Rara vez, y de forma poco constante. La mayoría siguen siendo residencias privadas, visibles solo desde la calle, con aperturas ocasionales para eventos culturales concretos. Un puñado, como el Palazzo Nicolaci de Noto, tienen zonas abiertas a los visitantes de forma más regular.

¿Qué alberga hoy la Villa Cattolica?

El museo Renato Guttuso, dedicado al pintor siciliano moderno, ubicado en una villa de Bagheria construida en la misma oleada del siglo XVIII que la cercana Villa Palagonia; una combinación útil de arquitectura barroca y arte siciliano del siglo XX en una sola parada.

¿Merece la pena un medio día dedicado a Bagheria, o basta con una foto rápida en la Villa Palagonia?

Un medio día dedicado merece la pena si visitas más de una villa, ya que el conjunto de villas de Bagheria incluye varias propiedades a poca distancia a pie o en coche entre sí, no solo la más famosa.

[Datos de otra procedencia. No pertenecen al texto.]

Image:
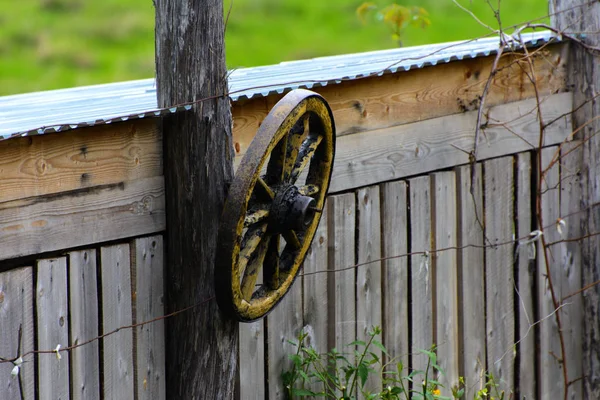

¿Hay villas o palazzi que visitar fuera de Bagheria y los pueblos del Val di Noto?

Sí, aunque el acceso suele ser más limitado y menos regular que en el conjunto dedicado de villas de Bagheria; existen palazzi nobles en cantidades similares a lo largo de las calles históricas de Catania y Palermo, pero son con más frecuencia residencias privadas que atracciones de pago para visitantes.

¿Hace falta coche para ver las villas de Bagheria?

Un coche facilita bastante moverse entre las villas dispersas, aunque la estación de tren de Bagheria conecta razonablemente bien con Palermo, y las dos villas más conocidas, Palagonia y Cattolica, están a poca distancia a pie entre sí desde el centro del pueblo.